Sind 300.000 EUR Überschuss ein gutes Ergebnis?

von Albert Kirchmeyr


Online seit: 25.03.2018



Die jüngste Gemeinderatssitzung behandelte den Jahresabschluss 2017, die SPÖ sprach von einem Volksfest, die ÖVP freute sich ob ihrer tollen Arbeit und die Zaungäste von FPÖ und Grünen stimmten in die Lobhudelei ein.

Die Frage woher dieser Überschuss kommt, wurde nicht gestellt. Ich möchte diese trotzdem beantworten. Rund 100.000 kommen aus höheren Landesumlagen, weitere 100.000 steuern die fleißigen Unternehmer über die Kommunalsteuer bei und die dritten 100.000 kommen aus Verkauf von städtischem Liegenschaftsvermögen. Im Bereich der Liegenschaften wird nun schon seit 5 Jahren mehr verkauft als zugekauft. Budgetpolitik der Marke Lintner, die funktionieren wird, bis es eben nichts mehr zu verkaufen gibt.

Leichte Kritik wurde ob der pulverisierten Rücklage laut, immerhin ist diese um 1 Million EUR geschrumpft. Der Plan für die Auffüllung derselbigen wurde von Bürgermeister-Stellvertreter Wex mit einem Satz beantwortet, es werden Mittel aus Liegenschaftsverkäufen in die Rücklage fließen.
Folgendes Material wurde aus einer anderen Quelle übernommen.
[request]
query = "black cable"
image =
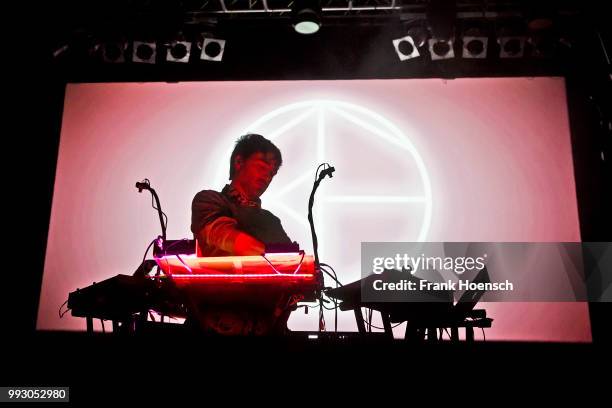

Hier wird deutlich, dass Budgetpolitik zu Lasten der nächsten Generation von SchwazerInnen gemacht wird. Zwar nehmen die Schulden, die nicht in Unternehmen der Stadt verborgen sind ab, aber es wird auch Vermögen vernichtet. Irgendwann wird man mittellos, aber schuldenfrei sein und so zukünftige Entwicklungen verhindern.

Wenn der gesamten Opposition solche Punkte nicht auffallen, dann ist es auch nicht weiter verwunderlich, dass diese sich nicht bei der Arbeit filmen lassen will. Da wird zu einen das Argument mit nicht evaluierten Kosten von 100.000 EUR genannt, gleichzeitig steckt man 80.000 EUR in ein Jubelblatt namens Rathausinfo, zu andern werden Ehrungsbudgets schamlos um 30.000 EUR überzogen, weil man angeblich einen Ring kaufen musste und die Todesanzeigen so teuer seien.

Herr Bauer von der SPÖ ortet auch ob der mangelnden Zuseher kein Interesse der Bevölkerung. Da müssen eigentlich bei jedem Demokraten die Alarmglocken schrillen. Hier sagt ein Politiker tatsächlich, dass die Bevölkerung nicht interessiert sei und Politik deshalb im stillen Kämmerlein ablaufen darf.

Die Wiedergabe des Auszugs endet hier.